Vielleicht sind sie auch schon weitergezogen, aber selbst wenn, können sie noch nicht weit sein und ich hätte eine reale Chance darauf, sie noch einzuholen. Klingt gar nicht creepy, Maddie. Reiß dich zusammen!Doch meine Sorgen scheinen unbegründet zu sein. Als ich aus der Kneipe komme, steht Felix vor der Tür und raucht. Tommi ist weit und breit nicht zu sehen.
Ich räuspere mich kurz und mache einen Schritt auf ihn zu. „Äh... hi."

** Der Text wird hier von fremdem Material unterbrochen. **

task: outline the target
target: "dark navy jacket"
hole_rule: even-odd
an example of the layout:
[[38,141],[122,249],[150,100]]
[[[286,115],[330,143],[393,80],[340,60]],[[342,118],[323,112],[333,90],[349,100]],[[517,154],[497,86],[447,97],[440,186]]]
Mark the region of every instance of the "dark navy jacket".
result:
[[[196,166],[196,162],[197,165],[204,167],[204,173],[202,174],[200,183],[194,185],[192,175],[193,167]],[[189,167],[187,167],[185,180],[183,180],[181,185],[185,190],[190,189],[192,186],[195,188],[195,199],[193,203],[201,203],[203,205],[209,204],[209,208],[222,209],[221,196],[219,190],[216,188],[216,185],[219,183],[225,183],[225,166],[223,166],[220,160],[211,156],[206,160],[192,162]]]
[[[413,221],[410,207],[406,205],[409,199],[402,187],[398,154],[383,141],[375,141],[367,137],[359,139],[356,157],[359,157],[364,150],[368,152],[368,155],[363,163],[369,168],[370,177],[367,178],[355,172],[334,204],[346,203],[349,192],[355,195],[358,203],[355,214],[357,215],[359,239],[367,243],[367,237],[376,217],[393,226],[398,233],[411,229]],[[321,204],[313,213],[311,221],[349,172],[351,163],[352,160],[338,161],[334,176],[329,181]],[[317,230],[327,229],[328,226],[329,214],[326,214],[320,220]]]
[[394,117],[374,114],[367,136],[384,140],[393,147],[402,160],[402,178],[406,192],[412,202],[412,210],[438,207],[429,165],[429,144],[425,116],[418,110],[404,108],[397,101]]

Felix, der in der anderen Hand sein Smartphone hält, schaut mit der Zigarette im Mund zu mir auf. Seine Augenbraue hebt sich und er nickt mir kurz zu. „Hi."
Mir entfährt ein leicht nervöses Lachen. „Sorry, dass ich dich hier draußen störe, aber... können wir vielleicht ein Foto machen?" Nochmal räuspere ich mich. „Ich bin ein großer Fan von... dir."
Mann, Maddie, geht's vielleicht noch peinlicher?! Am liebsten würde ich mir mit der flachen Hand vors Gesicht schlagen. Jetzt fühle ich mich nicht nur wie eine Alkoholikerin, sondern auch wie eine kranke Stalkerin. Oder zumindest wie ein supernerviges Fangirl.
Auf einmal verlässt mich der Mut genauso schnell, wie er gekommen ist. Ich schlucke kurz und winke ab. „Sorry, war blöd von mir. Vergiss es. Hab noch einen schönen Abend."Gerade will ich mich umdrehen und gehen, da sehe ich im Augenwinkel, wie Felix sein Smartphone in die Hosentasche steckt und seine Zigarette auf dem Aschenbecherturm neben ihm ausdrückt.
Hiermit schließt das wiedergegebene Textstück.